Background: Sepsis-associated acute kidney injury (SA-AKI) is one of the most frequent and serious complications of sepsis. However, the transcriptional regulatory network of the pathophysiological mechanism of the kidney has not been revealed. This study identified new mechanisms in SA-AKI using bioinformatics analyses and laboratory-based experiments.

Methods: We performed transcriptomic profiling of mouse kidneys after cecal ligation and puncture (CLP) to mimic clinical sepsis. RNA from kidney samples from the CLP and control groups was isolated and analyzed using bulk messenger RNA (mRNA)-seq. Differentially expressed genes (DEGs) between the two groups were identified, and GO, KEGG and GSEA pathway enrichment analyses were performed. The protein-protein interaction (PPI) network of DEGs and hub genes was analyzed. The hub genes were verified using quantitative real-time polymerase chain reaction (qPCR) or Western blotting. The interaction network, targeted microRNAs (miRNAs) and long noncoding RNAs (lncRNAs) of hub genes were predicted, and the critical miRNA-hub gene regulatory axis was verified using qPCR, Western blotting, malondialdehyde (MDA) determination and flow cytometry. Correlation analyses of N6-adenosine methylation (m6A) RNA methylation regulators and hub genes and m6A modification analysis were performed.

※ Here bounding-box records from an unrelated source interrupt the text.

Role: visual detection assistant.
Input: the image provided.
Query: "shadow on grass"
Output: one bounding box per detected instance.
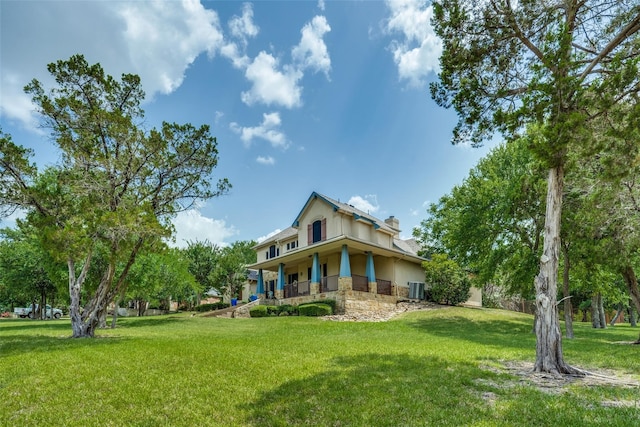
[241,354,498,427]
[238,349,637,427]
[0,329,126,358]
[407,316,536,350]
[113,315,187,328]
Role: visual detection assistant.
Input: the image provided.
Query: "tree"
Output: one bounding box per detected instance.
[431,0,640,374]
[414,138,544,295]
[212,241,257,298]
[126,249,197,316]
[0,55,229,337]
[183,240,220,304]
[0,225,60,319]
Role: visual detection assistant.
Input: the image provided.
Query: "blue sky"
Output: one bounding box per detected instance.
[0,0,496,246]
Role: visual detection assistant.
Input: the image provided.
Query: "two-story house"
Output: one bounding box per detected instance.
[250,192,432,311]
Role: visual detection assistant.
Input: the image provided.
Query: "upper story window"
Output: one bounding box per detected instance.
[267,245,280,259]
[307,219,327,245]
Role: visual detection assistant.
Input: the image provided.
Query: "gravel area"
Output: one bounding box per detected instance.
[322,301,448,322]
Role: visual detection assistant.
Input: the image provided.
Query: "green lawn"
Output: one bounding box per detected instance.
[0,308,640,427]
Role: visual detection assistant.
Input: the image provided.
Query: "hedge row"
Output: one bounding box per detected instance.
[194,302,230,311]
[249,300,336,317]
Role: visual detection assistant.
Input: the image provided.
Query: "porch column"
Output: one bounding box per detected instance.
[367,251,378,294]
[340,245,351,277]
[256,269,264,298]
[309,252,320,295]
[276,263,284,299]
[338,245,353,291]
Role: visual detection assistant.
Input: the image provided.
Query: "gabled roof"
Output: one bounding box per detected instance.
[393,239,420,255]
[254,227,298,249]
[292,191,397,234]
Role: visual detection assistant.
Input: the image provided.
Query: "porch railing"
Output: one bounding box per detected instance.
[376,277,391,295]
[284,280,311,298]
[320,274,338,292]
[351,274,369,292]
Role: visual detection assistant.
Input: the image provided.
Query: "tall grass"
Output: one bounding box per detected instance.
[0,308,640,427]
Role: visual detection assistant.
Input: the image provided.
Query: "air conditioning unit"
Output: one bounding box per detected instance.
[409,282,424,299]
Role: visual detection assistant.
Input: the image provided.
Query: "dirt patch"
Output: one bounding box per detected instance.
[322,301,449,322]
[483,361,640,407]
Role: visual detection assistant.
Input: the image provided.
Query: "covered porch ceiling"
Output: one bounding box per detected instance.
[248,236,425,271]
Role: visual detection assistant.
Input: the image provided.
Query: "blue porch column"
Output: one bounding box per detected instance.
[256,269,264,298]
[340,245,351,277]
[367,251,376,283]
[309,252,320,295]
[276,263,284,299]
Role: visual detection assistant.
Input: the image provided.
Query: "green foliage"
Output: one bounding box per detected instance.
[298,302,333,316]
[414,136,546,295]
[298,299,337,313]
[422,254,471,305]
[249,305,269,317]
[0,55,230,336]
[194,301,231,312]
[210,241,257,298]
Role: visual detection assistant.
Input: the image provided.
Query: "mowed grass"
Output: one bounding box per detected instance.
[0,308,640,427]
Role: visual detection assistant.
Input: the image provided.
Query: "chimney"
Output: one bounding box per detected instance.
[384,215,400,237]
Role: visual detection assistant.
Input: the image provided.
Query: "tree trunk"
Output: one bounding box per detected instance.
[591,293,600,329]
[562,244,573,339]
[609,303,624,326]
[534,165,580,374]
[622,265,640,343]
[598,292,607,329]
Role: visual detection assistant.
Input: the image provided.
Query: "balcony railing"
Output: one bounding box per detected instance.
[320,274,338,292]
[284,280,311,298]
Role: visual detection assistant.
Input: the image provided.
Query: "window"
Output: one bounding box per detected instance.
[307,219,327,245]
[267,245,280,259]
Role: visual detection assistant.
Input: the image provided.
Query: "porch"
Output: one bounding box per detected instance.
[282,274,392,299]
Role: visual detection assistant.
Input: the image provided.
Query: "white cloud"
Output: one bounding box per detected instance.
[241,51,303,108]
[116,0,223,93]
[0,0,223,130]
[256,156,276,165]
[229,112,289,148]
[347,194,380,214]
[220,3,260,70]
[291,16,331,77]
[386,0,442,87]
[256,228,282,243]
[170,209,238,248]
[229,3,260,45]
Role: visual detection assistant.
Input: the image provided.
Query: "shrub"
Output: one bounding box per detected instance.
[422,254,471,305]
[249,305,269,317]
[298,303,333,316]
[298,299,337,313]
[278,304,298,316]
[194,302,230,311]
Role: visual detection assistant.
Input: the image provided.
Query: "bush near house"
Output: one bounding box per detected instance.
[194,302,230,311]
[249,305,269,317]
[298,303,333,316]
[422,254,471,305]
[298,299,337,313]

Results: A total of 4,754 DEGs were identified between the two groups using high-throughput sequencing. The pathways in which DEGs were enriched included ferroptosis (the highest enrichment score), apoptosis, and the PI3K-Akt, NF-kappa B and IL-17 signaling pathways. Seven (Hmox1, Spp1, Socs3, Mapk14, Lcn2, Cxcl1 and Cxcl12) of the 15 hub genes were involved in the KEGG pathway. mmu-miR-7212-5p-Hmox1 was a key RNA regulatory axis in ferroptosis. m6A RNA methylation modifications were involved in SA-AKI. The correlation analyses showed the close interactions among the m6A RNA methylation regulators and important hub genes.

Conclusions: The findings of this study provide new insights into the mechanism regulating the occurrence and progression of SA-AKI. The mmu-miR-7212-5p-Hmox1 axis in ferroptosis and m6A RNA methylation regulators may have potential clinical significance for the future treatment of SA-AKI. The datasets generated for this study can be found in the repository of the GEO database (Series number: GSE186822).

Keywords: N6-adenosine methylation RNA methylation (m6A RNA methylation); Sepsis; acute kidney injury (AKI); bioinformatics analysis; ferroptosis.